The cable should be rated to run at 100% load continuously (with some safety factor for running a little more); depending on the breaker rating and curve (usually C curve in New Zealand for domestic).
So a C20 breaker can supply 120A for 1s before protecting the circuit; this allows for starting motors.
Now a breaker is different from an RCD which measures the difference between the phase and neutral lines. If the difference is too high the circuit trips.
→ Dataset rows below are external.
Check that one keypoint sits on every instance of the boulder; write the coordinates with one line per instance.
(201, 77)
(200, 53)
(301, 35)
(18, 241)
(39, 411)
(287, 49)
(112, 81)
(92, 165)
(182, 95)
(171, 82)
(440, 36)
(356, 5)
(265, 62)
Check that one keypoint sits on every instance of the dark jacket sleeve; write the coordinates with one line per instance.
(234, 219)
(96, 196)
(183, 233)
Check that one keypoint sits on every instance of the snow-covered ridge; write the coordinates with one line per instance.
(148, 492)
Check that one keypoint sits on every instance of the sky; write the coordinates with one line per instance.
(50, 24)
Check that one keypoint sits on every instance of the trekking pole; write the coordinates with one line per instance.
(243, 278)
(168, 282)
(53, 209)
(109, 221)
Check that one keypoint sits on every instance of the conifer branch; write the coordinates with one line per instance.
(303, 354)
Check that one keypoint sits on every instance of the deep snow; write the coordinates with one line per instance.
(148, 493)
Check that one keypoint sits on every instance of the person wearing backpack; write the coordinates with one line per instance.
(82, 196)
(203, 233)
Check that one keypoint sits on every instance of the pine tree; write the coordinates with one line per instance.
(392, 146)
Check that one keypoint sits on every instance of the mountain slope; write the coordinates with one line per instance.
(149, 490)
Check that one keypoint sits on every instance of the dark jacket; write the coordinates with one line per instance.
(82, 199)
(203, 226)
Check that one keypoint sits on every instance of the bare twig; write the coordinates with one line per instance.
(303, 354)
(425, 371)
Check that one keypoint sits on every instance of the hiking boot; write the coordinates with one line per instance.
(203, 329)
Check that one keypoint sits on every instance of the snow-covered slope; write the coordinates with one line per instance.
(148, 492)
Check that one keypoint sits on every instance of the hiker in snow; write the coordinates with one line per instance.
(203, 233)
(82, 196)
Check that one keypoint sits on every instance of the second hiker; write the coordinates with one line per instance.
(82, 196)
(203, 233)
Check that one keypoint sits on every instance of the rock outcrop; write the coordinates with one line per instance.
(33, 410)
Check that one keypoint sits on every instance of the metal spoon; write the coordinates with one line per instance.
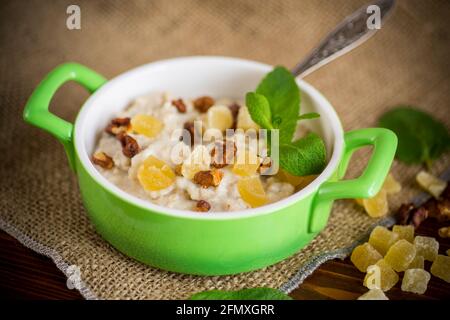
(349, 34)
This is to protect the fleshy thing holding the knife in the toaster.
In America, they always say that continuous loads should run at 80%. That’s why circuit breakers are specced at 15/20/30/40/50/60 amp but the EVSE is specced at 12/16/24/32/40/48 amp.
What breakers are there to protect is the cable in your wall.
The cable should be rated to run at 100% load continuously (with some safety factor for running a little more); depending on the breaker rating and curve (usually C curve in New Zealand for domestic).
So a C20 breaker can supply 120A for 1s before protecting the circuit; this allows for starting motors.
Now a breaker is different from an RCD which measures the difference between the phase and neutral lines. If the difference is too high the circuit trips. This is to protect the fleshy thing holding the knife in the toaster.
In America, they always say that continuous loads should run at 80%. That’s why circuit breakers are specced at 15/20/30/40/50/60 amp but the EVSE is specced at 12/16/24/32/40/48 amp.
Aye. US NEC says 80% is safe carrying capacity. There is an expectation there will be surges or dirty power that might take it a little
That is probably good practice.
But your cable SHOULD be rated to run at 100% continuously, if it is not, then the rating is wrong.